Penanganan premanisme sejalan dengan Asta Cita 7 Presiden Prabowo Subianto, yaitu memperkuat supremasi hukum demi mewujudkan keadilan, kepastian hukum, dan perlindungan bagi masyarakat serta dunia usaha.

Perlu ditegaskan, isu utama bukanlah keberadaan ormas sebagai bagian dari kehidupan demokrasi, melainkan premanisme yang berlindung di balik atribut ormas. Pemerintah tidak menindak kebebasan berserikat, melainkan penyimpangan yang menyalahgunakan kebebasan tersebut hingga merugikan banyak pihak.

Premanisme: Kejahatan, Bukan Kebebasan

Premanisme dalam bentuk apa pun adalah tindak kejahatan. Pasal 368 Kitab Undang-Undang Hukum Pidana (KUHP) dengan jelas menyatakan bahwa pemerasan, baik yang dilakukan dengan kekerasan maupun ancaman, merupakan tindak pidana. Apabila dilakukan secara bersama-sama, pelaku juga dapat dijerat dengan Pasal 170 KUHP tentang kekerasan terhadap orang atau barang di muka umum. Dalam konteks ormas, pelanggaran ini bertentangan dengan UU No. 16 Tahun 2017 tentang Organisasi Kemasyarakatan.

Ketika simbol dan struktur ormas digunakan secara terencana dan sistematis untuk menekan masyarakat, maka ormas tersebut bukan lagi sebuah entitas sipil, melainkan bagian dari jaringan premanisme. Dalam sistem hukum yang sehat, tidak boleh ada ruang bagi penyalahgunaan simbol sosial untuk menindas rakyat.

Berbagai contoh kasus yang mencuat memperjelas permasalahan ini, mulai dari penguasaan lahan parkir liar, pemalakan terhadap pedagang kecil, pengambilalihan lahan negara secara ilegal, hingga penganiayaan terhadap aparat penegak hukum.

Aktivitas semacam ini sama sekali bukan merupakan bagian dari kegiatan keormasan yang sah. Ini adalah tindakan kriminal yang berlindung di balik identitas kolektif, dan pemerintah tidak akan memberikan toleransi sedikit pun.

Mengancam Perekonomian

Premanisme tidak hanya merugikan masyarakat luas, tetapi juga mengancam stabilitas ekonomi nasional. Para pelaku usaha, khususnya UMKM dan sektor riil, mengeluhkan adanya pungutan tidak resmi yang harus mereka bayar demi memperoleh "ketenangan" semu.

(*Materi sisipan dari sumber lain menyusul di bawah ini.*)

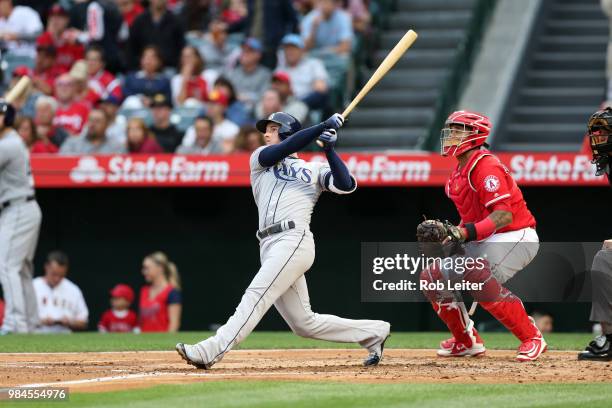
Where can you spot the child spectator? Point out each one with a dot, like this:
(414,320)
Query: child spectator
(248,140)
(71,114)
(328,28)
(140,139)
(68,51)
(119,318)
(189,86)
(160,299)
(148,81)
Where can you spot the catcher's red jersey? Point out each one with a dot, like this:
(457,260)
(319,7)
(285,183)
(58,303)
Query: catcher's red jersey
(485,183)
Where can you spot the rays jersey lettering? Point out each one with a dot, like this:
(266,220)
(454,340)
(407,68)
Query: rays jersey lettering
(287,191)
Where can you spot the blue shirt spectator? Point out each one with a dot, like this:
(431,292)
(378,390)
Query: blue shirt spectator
(328,28)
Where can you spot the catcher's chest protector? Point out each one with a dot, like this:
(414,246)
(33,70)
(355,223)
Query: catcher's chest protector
(462,192)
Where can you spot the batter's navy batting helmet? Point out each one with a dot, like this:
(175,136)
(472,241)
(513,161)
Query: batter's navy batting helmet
(8,111)
(288,124)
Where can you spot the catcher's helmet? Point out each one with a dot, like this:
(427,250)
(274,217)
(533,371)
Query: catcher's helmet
(8,111)
(600,137)
(475,129)
(288,124)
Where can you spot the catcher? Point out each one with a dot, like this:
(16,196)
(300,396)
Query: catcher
(493,212)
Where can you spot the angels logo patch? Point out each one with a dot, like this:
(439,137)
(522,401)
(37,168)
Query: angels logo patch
(491,184)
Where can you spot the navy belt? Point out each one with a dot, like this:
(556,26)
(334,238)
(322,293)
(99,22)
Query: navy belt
(275,229)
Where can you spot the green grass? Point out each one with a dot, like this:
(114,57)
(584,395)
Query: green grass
(258,340)
(337,395)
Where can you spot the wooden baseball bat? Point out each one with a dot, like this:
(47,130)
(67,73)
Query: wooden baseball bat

Para investor asing pun turut menyampaikan kekhawatiran mereka. Menurut Himpunan Kawasan Industri (HKI) Indonesia, potensi kerugian akibat pembatalan investasi karena maraknya premanisme telah mencapai ratusan triliun rupiah. Padahal, investasi sebesar itu dapat menciptakan jutaan lapangan kerja bagi masyarakat.

Kondisi ini jelas bertentangan dengan visi pemerintahan Presiden Prabowo Subianto yang menjadikan investasi sebagai motor penggerak pembangunan nasional. Negara yang berambisi menjadi pusat manufaktur dan hilirisasi tidak bisa membiarkan premanisme, dalam bentuk sekecil apa pun, mengganggu iklim investasi dan usaha.

Tiga Strategi Pendekatan

Pemerintah mengedepankan tiga pendekatan yang terintegrasi: hukum, sosial, dan ekonomi. Pertama, melalui pendekatan hukum. Pemerintah telah membentuk Satuan Tugas (Satgas) Terpadu Operasi Penanganan Premanisme dan Ormas, yang diketuai oleh Menko Polhukam dan melibatkan berbagai kementerian lintas sektor, pemerintah daerah, serta aparat penegak hukum.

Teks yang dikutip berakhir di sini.